Firstly, it is clear that the function of review of an ICSID ad hoc committee should be akin to that of a national court before which a challenge of a non-ICSID arbitration award is brought. Besides the three ICSID proceedings, as mentioned above, Argentina also sought vacatur of an UNCITRAL award in AWG before the District Court for the District of Columbia with the same ground that Prof. Kaufmann-Kohler’s participation constituted improper composition of the tribunal.2) Decision of the US District Court for the District of Columbia on Argentina’s Petition to Vacate the Arbitral Award, 30 September 2016; Judgment of the United States Court of Appeals for the District of Columbia, 3 July 2018 Unlike the ICSID committees, both the DC district court and then the Court of Appeals adjudicated this particular issue by analyzing the factual background and came to decision on their own, not depending on whether or not the arbitral award was ‘plainly unreasonable’. The question is why an ad hoc committee and a national court performed in two different ways.
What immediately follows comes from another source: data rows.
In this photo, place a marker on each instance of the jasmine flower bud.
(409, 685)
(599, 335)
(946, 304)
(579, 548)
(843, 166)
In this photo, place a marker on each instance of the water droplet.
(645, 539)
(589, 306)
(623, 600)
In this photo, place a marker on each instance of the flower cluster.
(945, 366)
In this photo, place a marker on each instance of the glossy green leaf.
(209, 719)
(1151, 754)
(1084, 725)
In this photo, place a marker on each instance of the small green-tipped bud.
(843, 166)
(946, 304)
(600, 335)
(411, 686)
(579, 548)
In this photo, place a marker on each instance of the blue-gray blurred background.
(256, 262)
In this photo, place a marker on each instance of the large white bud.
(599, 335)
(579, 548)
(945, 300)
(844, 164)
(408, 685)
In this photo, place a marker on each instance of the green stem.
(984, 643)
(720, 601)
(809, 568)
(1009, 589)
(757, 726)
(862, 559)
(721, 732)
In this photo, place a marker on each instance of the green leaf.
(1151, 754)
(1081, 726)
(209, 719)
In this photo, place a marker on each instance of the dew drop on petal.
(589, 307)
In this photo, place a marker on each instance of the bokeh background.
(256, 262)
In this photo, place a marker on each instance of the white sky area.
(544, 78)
From author’s view, there would be no reason for them to perform differently, given that they had the same function to decide on an annulment request raised by the same party, with very similar set of facts, based on substantively same grounds under Article 52(1)(2) ICSID Convention and § 10(a)(2) Federal Arbitration Act, which is challenge of an award due to improper constitution of tribunal. The question now is which way is more appropriate.

Secondly, if the approach of three ICSID committees is more appropriate, how should Article 52(1)(a) be interpreted? Article 52(1)(a) enunciates:

“Either party may request annulment of the award […] on one or more of the following grounds:

(a) that the Tribunal was not properly constituted”.
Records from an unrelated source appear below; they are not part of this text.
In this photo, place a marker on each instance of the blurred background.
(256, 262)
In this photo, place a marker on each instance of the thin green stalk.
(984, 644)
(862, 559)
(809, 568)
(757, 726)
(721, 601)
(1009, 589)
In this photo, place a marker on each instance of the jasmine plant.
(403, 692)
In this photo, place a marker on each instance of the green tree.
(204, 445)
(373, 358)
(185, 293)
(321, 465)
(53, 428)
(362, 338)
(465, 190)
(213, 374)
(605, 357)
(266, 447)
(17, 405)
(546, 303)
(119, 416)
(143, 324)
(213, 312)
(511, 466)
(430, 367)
Words matter. There is clearly no implication of a limited scope of review under this provision. When a party raises request, the committee shall decide de novo on its own whether or not to set aside the award based on the party’s request, not on whether there is another tribunal that comes with the same conclusion. If the committee’s decision depends on other decisions that much, then what is the role of Article 52 in such circumstances?
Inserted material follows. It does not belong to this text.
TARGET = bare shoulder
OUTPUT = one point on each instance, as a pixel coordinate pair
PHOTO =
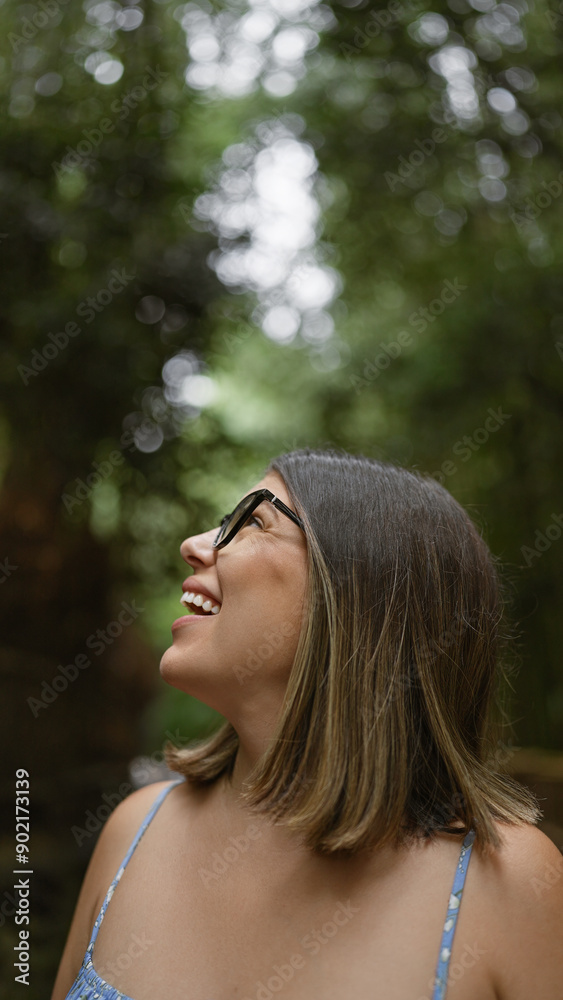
(111, 847)
(523, 889)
Finally, all three ad hoc Committees never answered the question raised by Argentina: how did the members of the Committee come to the conclusion not consider the annulment of award relating to disqualification of an arbitrator unless the tribunal’s decision was “so plainly unreasonable that no reasonable decision-maker could come to such a decision”, since this requirement is not expressly spelled out in Article 52(1)(a) nor anywhere else in the ICSID Convention? The Committees reasoned that they performed the function of an annulment committee, not of an appellate body. If the scope of review was so wide as to re-consider the merits of a decision, an ad hoc committee would be turned into an appellate body and thus it would be inconsistent with the limited scope of annulment under the ICSID Convention.3) Decision on Annulment (5 February 2016) in EDF International SA and Others v. Argentine Republic (ICSID ARB/03/23), para. 145 However, the distinction between annulment and appeal consists of two elements: the result of the process and the aspects of the decision under review.4) Christoph H. Schreuer, ‘The ICSID Convention: A Commentary’ (Cambridge University Press, 2009), p. 901. First, the result of annulment is the invalidation of the original decision while the result of a successful appeal is its modifications. In this case, Argentina clearly did not request the committees to modify the decisions but to invalidate them. Secondly, annulment is not concerned with substantive correctness of the decision while appeal is, and annulment does not provide the challenging party an opportunity to raise new arguments on the merits or introduce new evidence. However, Argentina asked for none of these. Argentina asked the committees to set aside the decisions based on one of fundamental standards listed exhaustively in Article 52(1) and, therefore, the distinction made by the tribunals between annulment and appeal was not relevant in this context.